## The University of Alabama in Huntsville Electrical & Computer Engineering Department CPE 431 01 Final Exam December 13, 2005

| Name:         |
|---------------|
| Posting Code: |
| -             |

1. (10 points) Here is a series of address references given as word addresses: 2, 3, 11, 16, 21, 13, 64, 48, 19, 11, 3, 22, 4, 27, 6, and 11. Assuming a direct mapped cache with two-word blocks and a total size of 8 words that is initially empty, (a) label each reference in the list as a hit or a miss and (b) show all entries made to the cache, including the final contents of the cache.

2. (10 points) Suppose we want to use a laptop to send 100 files of 25 MB each to another computer over a 5 Mbit/sec wireless connection. The laptop battery currently holds 60,000 joules of energy. The wireless networking card alone consumes 5 watts while transmitting, while the rest of the laptop always consumes 20 watts. Before each file transfer we need 15 seconds to choose which file to send. How many complete files can we transfer before the laptop's battery runs down to zero?

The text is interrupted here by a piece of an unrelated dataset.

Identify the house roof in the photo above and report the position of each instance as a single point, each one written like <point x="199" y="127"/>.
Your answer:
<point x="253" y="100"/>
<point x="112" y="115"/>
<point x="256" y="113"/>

| 3. | (10 points) A secret agency wants to simultaneously monitor cellular phone conversations by  |
|----|----------------------------------------------------------------------------------------------|
|    | sampling 2 bytes of data 4000 times each second for each conversation and bundling these     |
|    | samples into 1KB messages for transmission. The overhead latency is 150 µs per 1 KB message. |
|    | Calculate the bandwidth required of the network to support monitoring 100 conversations.     |

4. (10 points) To capture the fact that the time to access data for both hits and misses affects performance, designers often use average memory access time (AMAT) as a way to examine alternative cache designs. Average memory access time is the average time to access memory considering both hits and misses and the frequency of different accesses; it is equal to the following:

 $AMAT = Time for a hit + Miss rate \times Miss penalty$ 

(a) Find the AMAT for a processor with a 2 ns clock, a miss penalty of 20 clock cycles, a miss rate of 0.05 misses per reference, and a cache access time (including hit detection) of 1 clock cycle. Assume that the read and write miss penalties are the same and ignore other write stalls. (b) Suppose we can improve the miss rate to 0.03 misses per reference by doubling the cache size. This change causes the cache access time to increase to 1.2 clock cycles. Using the AMAT as a metric, determine whether this is a good trade-off.

5. (15 points) Consider the following idea: Let's modify the instruction set architecture and remove the ability to specify an offset for memory access instructions. Specifically, all load-store instructions with nonzero offsets would become pseudoinstructions and would be implemented using two instructions. For example:

(a) (5 points) What changes would you want to make to the single-cycle datapath and control if this simplified architecture were to be used?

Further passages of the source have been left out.